How do you start that courageous conversation?
Who do you talk to? What if the other person doesn’t appreciate or understand your good intentions?
You/I often don’t know what to say. Whether we are on either side of the table, there is a similar sentiment.
Whatever is said has to be said with respect. It would be easier not to ever say anything.
We have people that are side by side working and living close together with one person who lives a free life and another person who lives a less than free life. They make a lot of assumptions about each other when they don’t know and they don’t understand – they guess. The longer they guess, the more their assumptions morph into being quasi-factual. Guessing who we are to each other will never allow us to make progress.

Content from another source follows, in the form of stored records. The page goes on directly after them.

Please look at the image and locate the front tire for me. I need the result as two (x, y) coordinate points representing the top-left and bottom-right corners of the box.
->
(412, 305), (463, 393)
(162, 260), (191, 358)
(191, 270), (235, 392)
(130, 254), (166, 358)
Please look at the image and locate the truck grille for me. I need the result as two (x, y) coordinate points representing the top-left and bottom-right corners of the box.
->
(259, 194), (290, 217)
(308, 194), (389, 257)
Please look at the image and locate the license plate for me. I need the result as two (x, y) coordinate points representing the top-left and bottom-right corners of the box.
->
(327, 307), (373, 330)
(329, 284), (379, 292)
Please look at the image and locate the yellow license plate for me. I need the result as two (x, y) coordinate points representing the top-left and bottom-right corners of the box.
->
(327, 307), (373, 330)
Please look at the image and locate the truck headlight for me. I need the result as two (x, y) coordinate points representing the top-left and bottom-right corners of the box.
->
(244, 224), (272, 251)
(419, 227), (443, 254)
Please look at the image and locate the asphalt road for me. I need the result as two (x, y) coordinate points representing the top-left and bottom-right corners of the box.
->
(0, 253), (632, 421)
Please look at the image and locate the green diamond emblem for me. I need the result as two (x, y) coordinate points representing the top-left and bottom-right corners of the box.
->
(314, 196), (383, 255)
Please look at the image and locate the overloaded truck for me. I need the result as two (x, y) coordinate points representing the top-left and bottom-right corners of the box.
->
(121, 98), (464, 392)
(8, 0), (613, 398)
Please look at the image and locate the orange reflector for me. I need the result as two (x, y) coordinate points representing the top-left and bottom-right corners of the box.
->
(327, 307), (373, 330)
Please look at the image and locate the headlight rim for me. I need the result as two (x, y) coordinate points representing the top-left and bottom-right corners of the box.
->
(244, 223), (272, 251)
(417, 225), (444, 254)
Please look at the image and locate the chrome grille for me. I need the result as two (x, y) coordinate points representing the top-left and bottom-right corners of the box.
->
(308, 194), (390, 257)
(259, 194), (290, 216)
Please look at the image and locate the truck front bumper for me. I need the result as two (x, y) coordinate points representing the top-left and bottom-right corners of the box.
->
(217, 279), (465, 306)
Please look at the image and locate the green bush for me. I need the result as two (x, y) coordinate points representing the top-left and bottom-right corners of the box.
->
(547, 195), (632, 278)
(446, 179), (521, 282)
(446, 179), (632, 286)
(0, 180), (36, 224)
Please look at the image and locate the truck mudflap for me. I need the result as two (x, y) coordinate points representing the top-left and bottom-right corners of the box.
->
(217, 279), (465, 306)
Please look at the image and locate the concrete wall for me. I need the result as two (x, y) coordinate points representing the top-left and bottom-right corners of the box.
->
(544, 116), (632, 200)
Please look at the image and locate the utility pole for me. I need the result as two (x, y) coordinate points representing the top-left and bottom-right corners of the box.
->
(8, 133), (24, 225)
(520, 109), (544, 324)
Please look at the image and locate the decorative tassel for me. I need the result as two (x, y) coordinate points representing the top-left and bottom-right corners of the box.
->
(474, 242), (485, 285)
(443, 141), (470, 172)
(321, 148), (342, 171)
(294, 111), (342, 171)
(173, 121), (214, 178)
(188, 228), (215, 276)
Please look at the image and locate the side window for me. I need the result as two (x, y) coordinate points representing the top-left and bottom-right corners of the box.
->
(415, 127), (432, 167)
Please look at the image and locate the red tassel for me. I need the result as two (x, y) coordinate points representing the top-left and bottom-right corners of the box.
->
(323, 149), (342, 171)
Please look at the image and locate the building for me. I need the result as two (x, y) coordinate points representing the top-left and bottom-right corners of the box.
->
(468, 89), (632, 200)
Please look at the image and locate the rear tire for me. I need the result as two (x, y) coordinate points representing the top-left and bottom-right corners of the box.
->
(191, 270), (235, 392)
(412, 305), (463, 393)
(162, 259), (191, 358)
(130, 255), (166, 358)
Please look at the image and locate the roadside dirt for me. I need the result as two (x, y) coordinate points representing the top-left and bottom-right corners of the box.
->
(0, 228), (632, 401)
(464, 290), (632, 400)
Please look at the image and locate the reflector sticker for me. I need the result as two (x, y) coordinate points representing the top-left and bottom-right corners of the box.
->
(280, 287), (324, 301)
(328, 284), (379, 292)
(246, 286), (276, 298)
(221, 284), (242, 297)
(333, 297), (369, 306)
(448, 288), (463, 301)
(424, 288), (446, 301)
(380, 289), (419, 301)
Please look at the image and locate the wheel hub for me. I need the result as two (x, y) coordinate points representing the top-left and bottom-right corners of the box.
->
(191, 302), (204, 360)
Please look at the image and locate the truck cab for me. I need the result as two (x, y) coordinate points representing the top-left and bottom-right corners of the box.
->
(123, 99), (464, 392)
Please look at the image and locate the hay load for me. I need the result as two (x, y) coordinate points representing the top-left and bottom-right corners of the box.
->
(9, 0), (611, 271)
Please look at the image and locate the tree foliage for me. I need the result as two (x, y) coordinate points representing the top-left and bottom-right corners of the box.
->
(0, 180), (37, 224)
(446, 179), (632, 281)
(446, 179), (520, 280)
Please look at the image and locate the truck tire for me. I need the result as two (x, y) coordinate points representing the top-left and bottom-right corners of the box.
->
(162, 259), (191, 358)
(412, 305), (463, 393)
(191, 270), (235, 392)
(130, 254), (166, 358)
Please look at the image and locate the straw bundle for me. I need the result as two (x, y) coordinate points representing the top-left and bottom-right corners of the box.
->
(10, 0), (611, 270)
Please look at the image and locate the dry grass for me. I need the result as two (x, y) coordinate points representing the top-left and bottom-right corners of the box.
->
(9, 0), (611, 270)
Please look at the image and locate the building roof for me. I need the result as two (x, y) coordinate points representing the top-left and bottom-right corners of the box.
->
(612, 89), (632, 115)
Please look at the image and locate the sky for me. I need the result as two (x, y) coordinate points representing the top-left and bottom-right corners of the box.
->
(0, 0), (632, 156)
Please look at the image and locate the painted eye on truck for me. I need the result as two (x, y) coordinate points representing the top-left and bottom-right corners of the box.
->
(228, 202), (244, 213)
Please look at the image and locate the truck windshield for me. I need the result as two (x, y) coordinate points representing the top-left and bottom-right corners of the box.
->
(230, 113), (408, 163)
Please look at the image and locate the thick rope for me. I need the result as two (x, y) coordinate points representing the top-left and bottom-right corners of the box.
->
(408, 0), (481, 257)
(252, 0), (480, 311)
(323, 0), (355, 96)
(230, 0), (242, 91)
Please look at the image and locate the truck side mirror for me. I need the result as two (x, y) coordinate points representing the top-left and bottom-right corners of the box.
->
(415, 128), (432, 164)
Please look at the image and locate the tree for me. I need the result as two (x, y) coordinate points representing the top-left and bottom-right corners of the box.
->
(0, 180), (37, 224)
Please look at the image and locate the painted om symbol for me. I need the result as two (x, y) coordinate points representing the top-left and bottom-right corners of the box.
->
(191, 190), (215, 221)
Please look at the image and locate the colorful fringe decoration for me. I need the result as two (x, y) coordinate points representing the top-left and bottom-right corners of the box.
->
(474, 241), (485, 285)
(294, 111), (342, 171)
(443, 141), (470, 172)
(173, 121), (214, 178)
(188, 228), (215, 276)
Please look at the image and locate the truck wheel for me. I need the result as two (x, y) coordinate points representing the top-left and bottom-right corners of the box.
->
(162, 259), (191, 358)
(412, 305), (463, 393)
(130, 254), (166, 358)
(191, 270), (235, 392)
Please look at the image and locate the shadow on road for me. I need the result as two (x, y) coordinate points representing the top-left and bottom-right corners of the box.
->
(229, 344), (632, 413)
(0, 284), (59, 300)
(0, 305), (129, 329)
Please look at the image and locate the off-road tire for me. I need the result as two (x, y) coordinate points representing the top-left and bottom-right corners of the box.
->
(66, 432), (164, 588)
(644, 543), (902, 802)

At the end of the courageous conversation if you are the one that is completely free, do you feel a responsibility to help the person that you now understand is less than free? How will you do that? Is it your burden/responsibility/opportunity/privilege to take action? How does it change your view of yourself if you do nothing?
Nothing isn’t the answer.
Listening is part of the answer.
Understanding is part of the answer.
Communicating that you care is huge.
Then, I don’t know what you/I do from there, it depends. It’s your call. You have already made a lot of progress at that moment.
Having the conversation is more than most are willing to do.
Freedom is not a holiday.
Freedom is not an event.
Freedom is not red, white, and blue.
I think the best way that I can appreciate my freedom is by regularly listening to the lives of people that feel less than free and seeing what I can do to help. It’s not one day. It’s not a celebration. It’s simply a commitment to genuinely care.
It’s only when we are free that we can be who we were meant to be.